瞬間写真

 前回は因果的変化の「因果」に焦点を当てた。ストーリー(物語)は原因と結果の連鎖から成り立っていることから、因果性について考えたが、今回は「変化」の対となる瞬間について考えてみよう。変化は次のようなレベルの異なる概念枠組みによって扱われてきた。

(1)数学的概念としての点と線、そして、最終的には数と集合

(2)物理学(力学)的概念としての運動と軌跡

(3)日常的経験としての瞬間と変化(経緯、経過)

 ニュートンがリンゴの落下を見て、まず感じたことは上の(1)、(2)、(3)が混淆したもので、彼はそれを力学的な運動として見事に理論化した。感覚的な経験に言葉を与えて表現し、その結果が数学と物理学の理論となった。点や線は数学的存在、数学モデルの中の対象であり、それらを「瞬間、変化」という直感的で感覚的な語彙の使用に対して、矛盾なく適用したのがニュートンだった。

 飛ぶ鳥や飛行機の画像は鳥や飛行機が静止していると理解する人はいないが、それはどうしてなのか。鳥も飛行機も空中に静止できないと知っているからだろう。静止画像は、従って、瞬間の画像だと捉えられる。実際、「瞬間写真(moment photography)」という単語さえある。では、その「瞬間」とはどのようなものなのだろうか。

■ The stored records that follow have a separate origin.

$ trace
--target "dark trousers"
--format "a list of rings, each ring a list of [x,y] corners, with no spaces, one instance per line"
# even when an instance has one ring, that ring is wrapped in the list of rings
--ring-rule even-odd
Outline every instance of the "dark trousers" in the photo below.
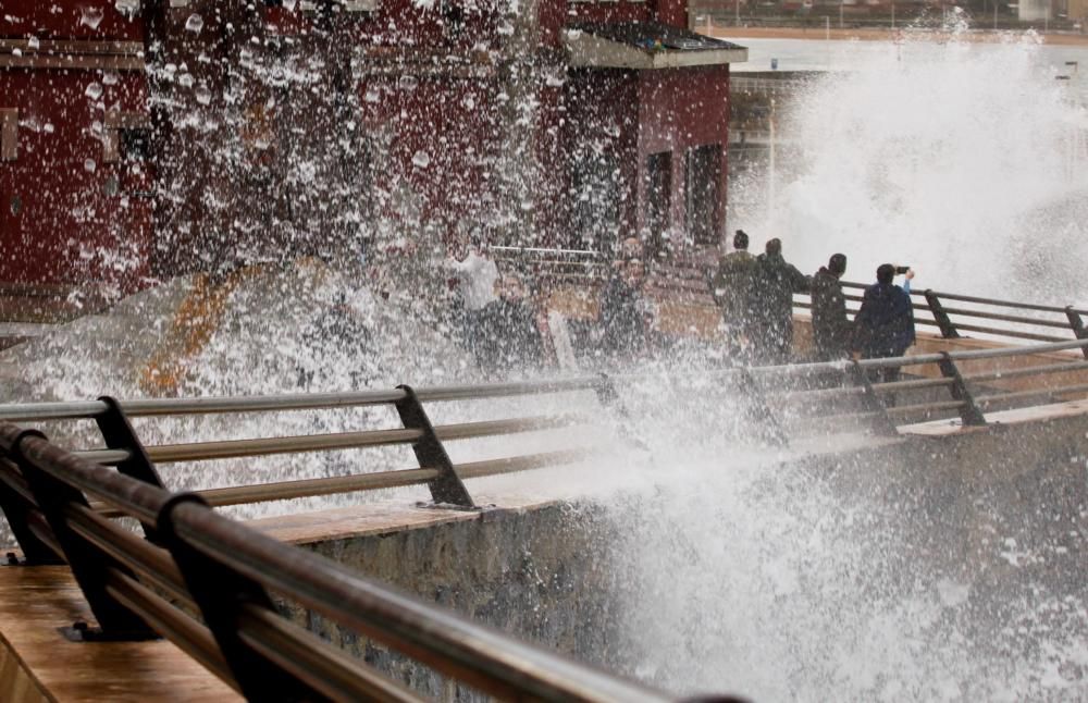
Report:
[[[889,353],[887,355],[871,355],[871,356],[867,356],[865,358],[867,358],[867,359],[890,359],[890,358],[899,357],[899,356],[903,356],[903,353],[900,351],[899,354]],[[886,368],[882,368],[882,369],[868,369],[865,372],[865,375],[868,377],[869,383],[873,383],[873,384],[878,384],[878,383],[895,383],[897,381],[899,381],[899,378],[902,374],[902,372],[903,372],[903,367],[895,366],[895,367],[886,367]],[[888,406],[889,408],[895,406],[895,394],[894,393],[885,393],[882,395],[883,395],[883,400],[885,400],[885,405],[886,406]]]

 写真について全くの素人の私が写真の「瞬間」をまとめると次のようになる。デジタルカメラでは、フィルムの代わりに「撮像素子」が使われ、写真を撮るまでのプロセスがフィルムカメラとは違う。シャッターを切り、レンズを通して入ってきた光が撮像素子に当たり、記録メディアに保存されるまで、デジタルカメラの中ではおよそ次のような処理が行われている。まず、撮像素子に当たった被写体の光は電子に、さらにアナログの電気信号に変換される。次に、アナログの電気信号は増幅され、デジタル信号に変換される(A/D変換)。変換されたデジタル信号がRAWデータ(生データ)で、それを見ることができるようにするのが画像処理回路である。デジタル信号は画像処理回路に送られ、可視可能な画像のデジタル信号に変換される。画像処理された画像は、一時的にカメラ本体の「バッファメモリー」と呼ばれる記憶回路に画像データとして記録される。このような処理がデジタルカメラの中でシャッターを切るたびに高速で処理されている。なんとも驚きの因果的過程である。

 「一瞬、瞬間」と私たちが呼ぶものを静止さてしまうのが写真の面白さの一つと思われている。写真は時間を止めて、人間の目では捕らえることのできない瞬間を鮮やかに見せてくれる。シャッタースピードを速くすると、光が撮像素子にあたる時間は短くなり、シャッタースピードを遅くすると、光が撮像素子にあたる時間は長くなる。シャッタースピードを変えると、動いている被写体の写り方が変わる。シャッタースピードが速いと、動いている被写体を静止させて写せるが、シャッタースピードが遅いとシャッターが開いている間にカメラが動いて手ブレになったり、被写体が動いて被写体ブレになったりする。

 このような説明は確かに印象的なのだが、この理屈からすれば、文字通りの瞬間の画像を撮るためには、シャッタースピードはとても速く、終には無限大の速度が必要ということになる。むろん、それは理屈だけの話で、実際は相当に速いシャッタースピードがあれば充分と了解されている。ただ杓子定規に言えば、有限のシャッタースピード速度では幾何学的な点を撮ることはできなく、瞬間の画像とは幅をもつ時間区間での画像でしかない。私たちの知覚経験はその画像を瞬間の画像だと解釈(あるいは反応)するのである。それゆえ、私たちには「瞬間」の画像と「瞬間に見える」画像は日常生活では同じなのである。